This article first appeared in the Sunday, January 4, 2009 edition of the Idaho State Journal

Night In The Mojave

Lose your dreams and you’ll lose your mind – The Rolling Stones     

        Hello Old Friend,

     Just got back from the Mojave Desert. It was as crazy as always: cold, lots of night riding, snow-covered sand, not so dry dry lakebeds and endless whoops. At one point I bottomed the suspension of the XR so hard in a dry wash that the resulting compression of my spine numbed both hands for about 5 minutes. I also discovered that when otherworldly bright HID lights go out the world becomes otherworldly dark really fast - an inconvenient feature when you are flying across the desert on your dirt bike in pitch dark. Aside from that and a few minor setbacks (a broken finger, a mild shoulder separation, lots of fear) it was miles of smiles. You’d have dug it. 

     I have been thinking of you and our old crew a lot lately – though it’s been years since the halcyon days. This trip down memory lane being precipitated by our old friend Rock and Roll Steve’s funeral a few weeks ago. I’ve always figured that any such event I attended as other than the guest of honor is a definite step up from the alternative but Steve’s passing kind of got on top of me. I remembered you and I driving to Red River Gorge to climb, beating dents in the dashboard of your Pontiac to “Turn Up The Radio” and that memory spun me up into a spell of brooding over fundamental questions. 

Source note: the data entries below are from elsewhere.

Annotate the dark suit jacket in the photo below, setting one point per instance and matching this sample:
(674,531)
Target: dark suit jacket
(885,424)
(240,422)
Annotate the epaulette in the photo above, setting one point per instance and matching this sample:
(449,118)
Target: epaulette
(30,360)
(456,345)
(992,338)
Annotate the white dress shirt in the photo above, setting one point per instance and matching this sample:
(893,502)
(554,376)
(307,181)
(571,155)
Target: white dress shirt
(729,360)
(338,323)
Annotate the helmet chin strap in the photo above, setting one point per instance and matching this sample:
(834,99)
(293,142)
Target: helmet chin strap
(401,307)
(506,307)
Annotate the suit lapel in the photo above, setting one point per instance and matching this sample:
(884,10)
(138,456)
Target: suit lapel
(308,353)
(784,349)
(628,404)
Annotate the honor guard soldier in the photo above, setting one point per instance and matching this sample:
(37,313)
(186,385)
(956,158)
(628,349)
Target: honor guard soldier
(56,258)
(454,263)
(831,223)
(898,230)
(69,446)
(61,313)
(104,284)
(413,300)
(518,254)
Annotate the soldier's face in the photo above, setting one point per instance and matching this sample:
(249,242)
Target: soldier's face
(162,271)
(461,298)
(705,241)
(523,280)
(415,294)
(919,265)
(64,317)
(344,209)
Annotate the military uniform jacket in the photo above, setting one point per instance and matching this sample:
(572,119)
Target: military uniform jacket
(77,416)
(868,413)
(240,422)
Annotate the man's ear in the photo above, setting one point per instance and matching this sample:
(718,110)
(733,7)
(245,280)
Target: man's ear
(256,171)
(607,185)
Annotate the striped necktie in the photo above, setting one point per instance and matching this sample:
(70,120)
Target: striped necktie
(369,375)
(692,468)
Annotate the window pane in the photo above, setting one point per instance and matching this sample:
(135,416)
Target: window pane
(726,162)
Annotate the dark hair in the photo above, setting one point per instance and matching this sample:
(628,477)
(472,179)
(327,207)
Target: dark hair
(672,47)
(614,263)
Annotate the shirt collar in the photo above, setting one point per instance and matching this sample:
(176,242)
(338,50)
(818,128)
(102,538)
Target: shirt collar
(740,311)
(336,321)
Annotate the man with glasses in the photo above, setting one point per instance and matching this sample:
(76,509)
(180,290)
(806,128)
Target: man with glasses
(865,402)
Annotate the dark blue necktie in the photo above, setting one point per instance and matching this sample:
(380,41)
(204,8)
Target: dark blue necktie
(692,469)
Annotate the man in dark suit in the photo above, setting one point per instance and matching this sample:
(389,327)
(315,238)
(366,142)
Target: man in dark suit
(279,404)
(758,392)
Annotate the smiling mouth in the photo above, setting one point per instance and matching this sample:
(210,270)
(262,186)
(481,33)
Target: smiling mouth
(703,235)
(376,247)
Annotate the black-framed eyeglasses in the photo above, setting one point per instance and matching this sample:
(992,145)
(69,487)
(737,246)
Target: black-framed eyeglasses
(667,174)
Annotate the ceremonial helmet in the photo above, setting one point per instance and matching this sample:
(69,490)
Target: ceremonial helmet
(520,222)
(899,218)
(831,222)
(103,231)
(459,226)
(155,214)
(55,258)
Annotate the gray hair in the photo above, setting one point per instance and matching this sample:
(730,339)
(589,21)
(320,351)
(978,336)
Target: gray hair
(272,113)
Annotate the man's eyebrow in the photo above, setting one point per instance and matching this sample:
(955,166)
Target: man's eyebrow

     One thing that has not changed since the time that we plied our trade as climbing/skiing bums is that world of social norms still seems almost unbearably dreary without the occasional foray into some crazy deed that makes absolutely no rational sense. I remember very little about even the greatest, most highfalutin dinner party I ever attended yet I can clearly recall everything about the time I came flat out around turn 9 at Willow Springs Raceway, one of the scariest places on the planet, and noticed a T-38 flying upside down about 300 feet off the deck coming straight at me - with the pilot waving through the canopy. Even though I’m well past due I’m still not right for the mild-mannered, settled down kind of guy good at socializing with genteel company – and the prospects for change look mighty dim. You might as well ask me to voluntarily stop breathing. 

     Out in the Mojave at night, in a universe defined the pattern of a headlight beam and the roar of the bike’s engine - free of anything petty, or ordinary or ignoble - I knew that Steve was out there in the darkness, his gentle soul finally free of the hang-ups of this sad world. I rode through the night not alone but with a lifetime of fallen friends and lost loves – all as corporeal as the Joshua trees that flashed into being in the glow of the headlight before fading into the darkness. The bucking of the bike and the sting of the night air made it all sufficiently vivid that it seemed real enough. But it is on this point I am frequently confused. 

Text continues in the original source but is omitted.